The third factor at play is the upswing in financial markets.
Men and women who saw recession-driven, steep declines in the value of their savings were in no mood to contemplate spending on anything except the basics, says Mr. Lyon.
“But now we have the markets rebounding … Canada weathered the recession better than any other industrial nation and we again have confidence in the future,” he says.
Not just confidence in Canada but in the future of the GTA as well. All predictions suggest the area will continue to grow through immigration by 100,000 new people a year. All of them will be looking for a place to live.
Which brings us to the fourth factor – and that is something peculiar to the luxury market. As Mr. Lyon and Mr. Molloy explain it, luxury condo buyers are picky and prudent. They prefer to buy when they can finally see what they are getting.
That means the brisk traffic at luxury project presentation centres starts when the building begins to rise from the ground.
“Simply put, they want to see what they are getting for their money,” says Mr. Lyon.

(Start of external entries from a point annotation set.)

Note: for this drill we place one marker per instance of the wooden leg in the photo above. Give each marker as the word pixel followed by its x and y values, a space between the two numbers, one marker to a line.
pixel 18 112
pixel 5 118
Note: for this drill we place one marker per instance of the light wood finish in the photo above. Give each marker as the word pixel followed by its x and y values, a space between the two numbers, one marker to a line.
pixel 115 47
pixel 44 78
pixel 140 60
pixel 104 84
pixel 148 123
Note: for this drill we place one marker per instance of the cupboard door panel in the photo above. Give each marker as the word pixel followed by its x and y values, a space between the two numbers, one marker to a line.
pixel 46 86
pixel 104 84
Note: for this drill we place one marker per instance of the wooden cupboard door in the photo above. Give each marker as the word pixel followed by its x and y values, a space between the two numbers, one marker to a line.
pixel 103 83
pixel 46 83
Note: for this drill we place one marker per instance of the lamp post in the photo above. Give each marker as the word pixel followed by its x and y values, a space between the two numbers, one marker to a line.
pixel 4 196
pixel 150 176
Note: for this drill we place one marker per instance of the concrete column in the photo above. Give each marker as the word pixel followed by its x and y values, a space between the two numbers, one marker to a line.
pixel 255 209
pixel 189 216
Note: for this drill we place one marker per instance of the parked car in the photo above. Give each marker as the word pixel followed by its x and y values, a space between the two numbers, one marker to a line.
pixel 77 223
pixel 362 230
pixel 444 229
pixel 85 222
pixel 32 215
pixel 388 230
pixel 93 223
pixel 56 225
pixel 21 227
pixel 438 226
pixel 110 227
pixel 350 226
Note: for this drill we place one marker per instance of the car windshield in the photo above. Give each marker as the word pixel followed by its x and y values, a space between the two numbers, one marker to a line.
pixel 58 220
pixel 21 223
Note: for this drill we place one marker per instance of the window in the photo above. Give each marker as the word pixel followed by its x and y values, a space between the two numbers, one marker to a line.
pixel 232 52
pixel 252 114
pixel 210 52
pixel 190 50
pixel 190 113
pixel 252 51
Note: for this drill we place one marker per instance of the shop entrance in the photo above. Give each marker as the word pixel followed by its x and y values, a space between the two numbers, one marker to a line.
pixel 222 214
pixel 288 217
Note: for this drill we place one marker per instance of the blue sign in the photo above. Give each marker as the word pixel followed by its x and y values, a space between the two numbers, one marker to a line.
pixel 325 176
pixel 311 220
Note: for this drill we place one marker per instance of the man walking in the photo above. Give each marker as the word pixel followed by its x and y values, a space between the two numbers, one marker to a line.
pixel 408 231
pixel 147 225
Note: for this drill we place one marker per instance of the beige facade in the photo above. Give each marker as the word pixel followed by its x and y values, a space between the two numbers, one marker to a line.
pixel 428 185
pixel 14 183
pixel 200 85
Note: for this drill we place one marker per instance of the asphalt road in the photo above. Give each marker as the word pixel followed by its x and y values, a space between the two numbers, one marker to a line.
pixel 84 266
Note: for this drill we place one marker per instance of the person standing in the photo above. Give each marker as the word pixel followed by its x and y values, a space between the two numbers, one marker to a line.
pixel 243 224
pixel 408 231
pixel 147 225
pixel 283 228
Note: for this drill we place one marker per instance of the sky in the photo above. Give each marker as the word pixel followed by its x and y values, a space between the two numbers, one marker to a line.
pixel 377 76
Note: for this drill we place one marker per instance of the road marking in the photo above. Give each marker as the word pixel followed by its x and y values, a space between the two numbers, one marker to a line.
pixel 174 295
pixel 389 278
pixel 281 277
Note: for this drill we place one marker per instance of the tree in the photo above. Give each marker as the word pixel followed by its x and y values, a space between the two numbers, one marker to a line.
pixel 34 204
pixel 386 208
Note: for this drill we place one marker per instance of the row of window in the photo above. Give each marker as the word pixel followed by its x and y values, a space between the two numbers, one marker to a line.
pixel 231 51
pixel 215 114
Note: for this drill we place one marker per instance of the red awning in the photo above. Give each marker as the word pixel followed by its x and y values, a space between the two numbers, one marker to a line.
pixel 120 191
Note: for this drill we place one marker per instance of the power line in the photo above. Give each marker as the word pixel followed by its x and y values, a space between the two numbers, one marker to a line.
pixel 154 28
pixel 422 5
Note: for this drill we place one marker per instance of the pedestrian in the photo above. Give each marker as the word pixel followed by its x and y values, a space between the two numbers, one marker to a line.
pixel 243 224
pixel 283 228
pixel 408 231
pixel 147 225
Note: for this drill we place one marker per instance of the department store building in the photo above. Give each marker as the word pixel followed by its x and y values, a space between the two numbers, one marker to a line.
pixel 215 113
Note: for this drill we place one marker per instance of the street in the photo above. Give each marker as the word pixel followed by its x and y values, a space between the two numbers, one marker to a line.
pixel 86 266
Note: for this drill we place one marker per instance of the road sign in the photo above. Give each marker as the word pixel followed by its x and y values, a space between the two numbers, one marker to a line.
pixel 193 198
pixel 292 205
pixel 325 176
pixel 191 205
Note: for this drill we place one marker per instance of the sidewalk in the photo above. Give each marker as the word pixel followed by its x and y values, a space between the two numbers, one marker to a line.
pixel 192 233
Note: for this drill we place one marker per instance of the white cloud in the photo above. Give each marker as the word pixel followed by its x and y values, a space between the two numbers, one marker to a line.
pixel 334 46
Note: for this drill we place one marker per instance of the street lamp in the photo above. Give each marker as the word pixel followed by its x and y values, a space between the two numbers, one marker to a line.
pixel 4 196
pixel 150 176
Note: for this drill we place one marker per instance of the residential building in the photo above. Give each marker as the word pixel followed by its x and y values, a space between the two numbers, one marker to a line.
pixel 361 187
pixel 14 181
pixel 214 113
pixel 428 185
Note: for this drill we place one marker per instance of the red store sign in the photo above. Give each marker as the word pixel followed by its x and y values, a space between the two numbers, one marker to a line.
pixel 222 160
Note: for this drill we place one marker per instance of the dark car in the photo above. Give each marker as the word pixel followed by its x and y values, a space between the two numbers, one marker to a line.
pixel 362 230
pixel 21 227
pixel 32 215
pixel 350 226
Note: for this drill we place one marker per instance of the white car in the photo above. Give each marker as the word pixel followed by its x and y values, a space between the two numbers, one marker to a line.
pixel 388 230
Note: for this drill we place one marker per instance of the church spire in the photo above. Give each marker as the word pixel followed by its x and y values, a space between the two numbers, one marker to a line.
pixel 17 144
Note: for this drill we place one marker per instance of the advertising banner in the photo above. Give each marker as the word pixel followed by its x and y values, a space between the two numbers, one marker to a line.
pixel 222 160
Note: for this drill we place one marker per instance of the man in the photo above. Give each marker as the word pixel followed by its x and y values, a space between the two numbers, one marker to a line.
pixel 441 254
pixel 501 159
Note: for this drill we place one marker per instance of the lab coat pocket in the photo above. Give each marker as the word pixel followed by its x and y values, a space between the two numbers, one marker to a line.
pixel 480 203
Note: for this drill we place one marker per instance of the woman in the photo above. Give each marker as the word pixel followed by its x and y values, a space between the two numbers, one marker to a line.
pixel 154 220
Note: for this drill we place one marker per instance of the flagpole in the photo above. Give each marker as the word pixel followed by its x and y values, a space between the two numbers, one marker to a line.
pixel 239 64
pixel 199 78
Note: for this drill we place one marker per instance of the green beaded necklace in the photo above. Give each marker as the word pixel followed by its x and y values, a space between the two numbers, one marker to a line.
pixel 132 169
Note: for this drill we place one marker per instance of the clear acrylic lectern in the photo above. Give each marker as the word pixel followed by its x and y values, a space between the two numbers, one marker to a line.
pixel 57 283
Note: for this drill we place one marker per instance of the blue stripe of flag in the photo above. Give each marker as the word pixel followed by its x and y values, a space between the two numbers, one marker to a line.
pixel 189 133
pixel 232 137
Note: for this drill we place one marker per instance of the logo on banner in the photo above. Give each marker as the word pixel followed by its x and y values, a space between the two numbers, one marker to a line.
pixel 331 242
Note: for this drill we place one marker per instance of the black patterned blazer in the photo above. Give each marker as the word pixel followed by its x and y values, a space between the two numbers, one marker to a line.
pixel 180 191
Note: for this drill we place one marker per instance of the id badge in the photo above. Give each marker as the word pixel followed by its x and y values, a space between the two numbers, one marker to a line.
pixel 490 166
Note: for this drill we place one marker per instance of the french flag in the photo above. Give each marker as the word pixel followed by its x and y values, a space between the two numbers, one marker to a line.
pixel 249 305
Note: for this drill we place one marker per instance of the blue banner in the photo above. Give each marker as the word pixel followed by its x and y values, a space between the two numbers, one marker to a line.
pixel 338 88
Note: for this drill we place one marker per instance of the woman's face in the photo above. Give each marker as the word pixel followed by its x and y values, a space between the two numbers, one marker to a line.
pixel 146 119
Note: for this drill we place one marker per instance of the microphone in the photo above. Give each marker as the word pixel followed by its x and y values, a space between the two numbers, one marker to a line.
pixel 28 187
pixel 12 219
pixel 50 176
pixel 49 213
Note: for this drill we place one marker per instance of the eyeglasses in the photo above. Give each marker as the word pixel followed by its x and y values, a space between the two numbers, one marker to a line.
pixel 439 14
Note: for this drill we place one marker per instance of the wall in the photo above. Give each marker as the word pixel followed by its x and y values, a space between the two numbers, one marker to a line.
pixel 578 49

That is why penthouse suites are the last to be released for sale even in moderately priced projects, adds Mr. Malloy.
“Luxury buyers also want to take their time before making a decision,” he adds. “It is not at all uncommon for them to come back and back again with their interior designer in tow, going over every small detail of their suite.”
That said, there may be a fifth factor influencing the luxury market: The ever-expanding range of choice.
“Great cities need diversity,” says Ken Zuckerman of the Zinc Developments Group. His company is creating Hazelton 36, that Yorkville boutique condo that incorporates the 1920s vintage St. Basil’s School. “Not everyone wants to live in the same area or the same kind of building.”
When you get diversity of choice, people who might not otherwise consider moving to a condo see alternatives that perfectly suit their taste and need, he explains.
David Silverberg, director of sales and marketing for Nexxt Development Corp. offers a hearty amen to that thought. Nexxt, in partnership with the Mizrahi Group, is building the freehold Townhomes of Lytton Park at Lytton Boulevard and Avenue Road.
“One of the things that is so exciting about this project is that we are bringing back to Toronto a much-loved form of luxury housing that simply has not been available largely because of land costs and the demand for higher densities,” he says.
“Not everyone wants to live in a condo and not everyone wants to live downtown. When we acquired this site we though it would be perfect for bringing back townhomes – freehold townhomes. If you want a healthy vibrant luxury market and a healthy vibrant city then choice is the key.”
Plans for future launches indicate the GTA has no worries there. Developers large and small have signalled their intention to bring new projects to market this summer. Minto Group, for example, will relaunch the St. Thomas tower at St. Thomas and Charles streets.
Canlight Hall Realty has purchased the 21 townhouses that make up Ancroft Place in South Rosedale and plans to update them and sell them as condos starting around June.
For those longing to remain in their much-loved Lawrence Park neighbourhood near Bayview Avenue south of Eglinton, The Tridel Group has launched Blythwood at Huntington, an elegant, brick-and-stone eight-storey mid-rise overlooking the Sherwood Park Ravine. While two-bedroom suites will start in the mid-$500,000s, larger homes on upper floors, including the penthouses, will have prices well above the million-dollar mark.
“It very much looks like this summer will mark a new and exciting stage in the GTA’s housing market,” says Mr. Malloy. “The range of options in luxury homes is going to be truly impressive.”